L’odissea montanara della morte – o la fatica del vivere

Una giovane madre il cui primo parto è di una bambina che nasce morta, in una spiaggia povera di pescatori a fine Ottocento-Primo Novecento, di fronte al rifiuto del parroco di battezzare la salma, decide d’intraprendere un “viaggio del respiro”, verso un remoto santuario al confine con l’Austria, per avere il miracolo dei pochi secondi di resurrezione del cadaverino che ne consentano il battesimo.
Il film è del viaggio, lento, lungo, a piedi, col fardello della figlia morta in una cassetta di legno. Dalle marane della laguna di Marano al cuore della Carnia, una val Dolais, un abitato chiamato Trava, in prossimità di un lago. Un’odissea dentro una montagna inospitale, con l’aiuto-guida di un ragazzo che è una ragazza, Lince – che per prima cosa ha tentato di venderla a servizio come balia. Dentro un mondo sempre arcaico, per essere povero, ignorante, isolato. In un friulano appena accennato, e pieno di forestierismi (tedesco, slavo). Di banditi di passo, streghe avide, padri che ripudiano i figli – Lince. La morte è infine bella, come soave, provata o intravista o sognata, nelle acque del lago di approccio, come un ritorno all’elemento liquido primordiale: la prova della resurrezione - Mar sarà battezzata la creaturina al momentaneo risveglio. La morte definitiva, dopo l’accidentata odissea montanara, è infine pacificante, con sepoltura nel cimitero del minuto santuario.
Un’opera al femminile. Di donne buone e cattive, tutte determinate – l’unico personaggio maschile, Lince, è una vergine di proposito. Sul tema della maternità, che privilegia e asservisce la donna, ma sembra non domarla. In ogni caso senza alcun bisogno del maschio.
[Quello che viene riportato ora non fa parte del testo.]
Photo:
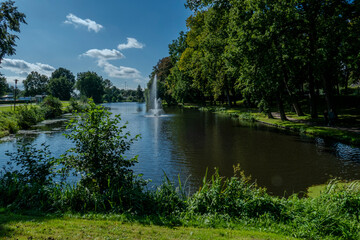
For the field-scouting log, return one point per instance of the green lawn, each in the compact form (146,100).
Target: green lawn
(6,108)
(14,226)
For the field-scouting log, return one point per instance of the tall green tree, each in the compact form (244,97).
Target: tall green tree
(162,71)
(61,84)
(10,20)
(35,84)
(3,85)
(90,85)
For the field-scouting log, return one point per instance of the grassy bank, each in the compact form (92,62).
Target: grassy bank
(27,115)
(14,226)
(343,131)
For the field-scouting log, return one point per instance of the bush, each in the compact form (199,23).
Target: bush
(98,156)
(51,107)
(29,116)
(27,187)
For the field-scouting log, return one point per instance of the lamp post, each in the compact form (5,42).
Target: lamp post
(15,93)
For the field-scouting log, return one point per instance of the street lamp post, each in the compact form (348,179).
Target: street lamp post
(15,93)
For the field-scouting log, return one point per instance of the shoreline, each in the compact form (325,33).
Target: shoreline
(298,125)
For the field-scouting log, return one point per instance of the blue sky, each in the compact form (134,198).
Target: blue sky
(121,40)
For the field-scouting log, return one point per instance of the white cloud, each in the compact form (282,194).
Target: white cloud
(132,43)
(76,21)
(23,68)
(104,54)
(118,72)
(11,80)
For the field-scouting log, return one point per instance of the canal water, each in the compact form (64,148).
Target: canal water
(184,143)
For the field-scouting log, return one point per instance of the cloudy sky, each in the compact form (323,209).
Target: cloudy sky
(121,40)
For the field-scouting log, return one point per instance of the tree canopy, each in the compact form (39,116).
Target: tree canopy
(61,83)
(90,85)
(35,84)
(10,20)
(271,54)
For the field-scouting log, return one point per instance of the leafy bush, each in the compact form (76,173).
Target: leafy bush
(75,106)
(235,197)
(8,122)
(28,186)
(51,107)
(98,156)
(29,116)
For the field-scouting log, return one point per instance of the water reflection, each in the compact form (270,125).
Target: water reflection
(187,142)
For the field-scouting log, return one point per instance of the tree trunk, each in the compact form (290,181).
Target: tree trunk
(293,99)
(281,107)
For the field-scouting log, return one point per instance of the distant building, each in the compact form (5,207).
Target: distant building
(7,98)
(39,98)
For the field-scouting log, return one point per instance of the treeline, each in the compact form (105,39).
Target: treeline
(270,54)
(107,184)
(63,85)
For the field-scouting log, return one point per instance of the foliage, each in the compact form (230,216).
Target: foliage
(10,20)
(61,84)
(51,107)
(273,54)
(161,70)
(76,106)
(99,147)
(35,84)
(3,85)
(29,115)
(26,187)
(90,85)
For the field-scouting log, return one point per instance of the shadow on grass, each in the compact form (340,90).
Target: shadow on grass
(10,222)
(7,217)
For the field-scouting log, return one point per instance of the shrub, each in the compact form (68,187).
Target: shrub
(29,116)
(98,155)
(51,107)
(28,186)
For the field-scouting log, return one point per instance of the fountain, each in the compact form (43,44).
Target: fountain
(155,103)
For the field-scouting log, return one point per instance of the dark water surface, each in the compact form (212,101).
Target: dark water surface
(187,142)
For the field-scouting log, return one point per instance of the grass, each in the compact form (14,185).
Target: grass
(65,104)
(15,226)
(316,190)
(302,124)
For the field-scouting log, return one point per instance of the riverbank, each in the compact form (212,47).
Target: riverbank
(342,132)
(25,115)
(16,226)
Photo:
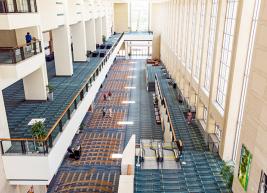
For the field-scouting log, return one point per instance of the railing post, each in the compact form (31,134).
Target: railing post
(81,95)
(40,44)
(34,48)
(60,126)
(13,55)
(50,141)
(86,87)
(15,6)
(75,104)
(35,7)
(22,53)
(29,6)
(2,148)
(46,147)
(68,114)
(23,147)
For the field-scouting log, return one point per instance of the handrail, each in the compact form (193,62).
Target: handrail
(19,46)
(28,6)
(167,108)
(13,55)
(52,129)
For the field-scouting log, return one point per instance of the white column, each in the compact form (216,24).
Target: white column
(98,30)
(104,26)
(79,41)
(35,85)
(4,129)
(62,51)
(90,35)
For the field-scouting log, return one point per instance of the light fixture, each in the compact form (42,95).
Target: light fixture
(125,123)
(130,87)
(116,156)
(128,102)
Un’opera visiva. Di senso forse simbolico, più che narrativo: il viaggio della vita, la vita come sequenza casuale, compresa la resurrezione come illusione. Il senso finale, per lo spettatore ingenuo, è la stanchezza del vivere, malgrado la fede, l’estrema fiducia.
Un apologo che finisce per essere religioso. Della fede che non può non essere indiscutibile, indistruttibile. In fattezze però di fatica, bruschezza, brutalità, Avversità di ogni tipo in ogni momento, per lo più umane. 
Un’opera apprezzata in molti festival che però non ha trovato distribuzione: di ardua ricezione. Recuperata a Roma da Nanni Moretti nel suo cinema. Una narrazione faticosa, di senso incerto. Forse non abbastanza significante come sequenza di immagini, al montaggio, malgrado la poeticità dell’aneddoto.